To date, more than 175 rail-trails have been made possible through the Railbanking Act.Read more about the law
A Simple Path to the Capitol
After graduating from Cornell University law school, Raynor worked for two years at a New York law firm before moving with his wife, Sara, to Washington, D.C. in 1971 and taking a job with the U.S. Department of the Interior. It was there, through NPS, that he began to work with Rep. Phil Burton of California, then-chairman of the House Subcommittee on National Parks—“He was a brilliant man, and we clicked immediately,” stated Raynor—on legal strategies to protect Redwood National Park from timbering activities on private lands, and to draft legislation for the park’s expansion, which passed in 1978.
With that success, Raynor joined efforts, officially led by Burton, to update the National Trails System Act (NTSA) of 1968 to better support the creation of National Scenic Trails. It was during this period that Raynor noticed a piece of proposed language—one sentence—that expressed Congress’ support for creating trails from old transportation corridors such as rail lines, which were being abandoned in increasingly large numbers.
Raynor also learned—through friend and mentor Chuck Rinaldi, who was in charge of land acquisition for the Appalachian Trail—about the real challenges that railroad easements (in which a right-of-way reverts back to the landowner upon disuse) posed for rail-trail conversion.
“How about a ‘bank’ for railroad corridors?” Raynor hypothesized. That way, the corridors could be saved for future use, via interim use as trails.
Writing That Good Little Law
With skipjacks as his inspiration, he set about drafting a short proposed NTSA update with two purposes: 1) to avoid reversion by “banking” disused rail lines for future railroad use, and 2) to remove land-ownership liability from the railroads.
Railbanking was born.
In 1981, the statute was added to the NTSA bill, which was widely supported in Congress because of what it could mean for trails in the long term.
The bill was passed in the 98th Congress and signed into law by President Reagan on March 28, 1983. The impact was immediate, including two early milestones: the filing of the first railbanking application in 1985 for the 33-mile Sauk Rail Trail in Iowa, and Gov. John Ashcroft’s 1986 railbank filing for Katy Trail State Park, which now spans 240 miles across Missouri. Over the next three decades, an estimated 175 rail-trails would be made possible by railbanking.
1981 - Railbanking statute added to National Trails System Act
1983 - President Reagan signs bill into law
1985 - First railbanking application from Sauk Rail Trail
1986 - Railbanking application from Katy Trail State Park
In 2018, Rails-to-Trails Conservancy (RTC) honored Raynor with a Doppelt Family Rail-Trail Champions Award for his role in helping to build the rail-trail movement. But it is RTC, established in 1986, as well as trail advocates across the country, that the 76-year-old retired Raynor credits for making railbanking a success.
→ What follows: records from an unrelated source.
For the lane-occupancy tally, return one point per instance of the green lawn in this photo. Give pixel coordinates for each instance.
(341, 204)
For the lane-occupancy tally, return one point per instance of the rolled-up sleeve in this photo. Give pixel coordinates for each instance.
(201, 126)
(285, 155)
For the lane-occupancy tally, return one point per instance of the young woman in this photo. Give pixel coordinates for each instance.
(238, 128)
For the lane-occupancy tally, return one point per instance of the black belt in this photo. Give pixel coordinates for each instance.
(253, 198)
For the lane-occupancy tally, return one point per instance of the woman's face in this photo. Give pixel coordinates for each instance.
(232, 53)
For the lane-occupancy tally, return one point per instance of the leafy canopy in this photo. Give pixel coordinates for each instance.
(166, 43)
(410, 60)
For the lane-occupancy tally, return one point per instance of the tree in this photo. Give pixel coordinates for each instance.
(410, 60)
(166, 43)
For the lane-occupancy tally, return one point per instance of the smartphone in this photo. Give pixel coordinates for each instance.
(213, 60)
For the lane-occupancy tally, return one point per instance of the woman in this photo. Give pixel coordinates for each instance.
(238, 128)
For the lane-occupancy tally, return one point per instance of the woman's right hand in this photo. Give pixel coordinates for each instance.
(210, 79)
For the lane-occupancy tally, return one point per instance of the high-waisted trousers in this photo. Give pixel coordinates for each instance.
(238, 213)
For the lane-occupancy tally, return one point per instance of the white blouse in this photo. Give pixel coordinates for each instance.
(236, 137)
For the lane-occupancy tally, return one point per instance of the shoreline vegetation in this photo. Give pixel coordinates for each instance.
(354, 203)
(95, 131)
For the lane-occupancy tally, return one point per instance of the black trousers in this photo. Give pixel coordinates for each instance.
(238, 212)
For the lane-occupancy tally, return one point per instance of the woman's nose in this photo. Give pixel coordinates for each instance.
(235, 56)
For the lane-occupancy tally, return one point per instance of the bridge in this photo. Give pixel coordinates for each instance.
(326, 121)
“Many people helped implement it. I just wrote it,” said Raynor. “This is a wonderful honor, not just for me, but for the entire environmental movement.”
Special thanks to Peter Harnik, a 2011 Doppelt Family Rail-Trail Champion, whose forthcoming book (in development) on the history of the rail-trail movement served as a source for the railbanking chronology included in this article.
Since 2011, the Doppelt Family Rail-Trail Champions Award has honored more than 30 individuals around the nation who have made significant contributions to the rail-trail movement through their hard work, volunteerism or support—in short, people who have gone above and beyond in the name of trails.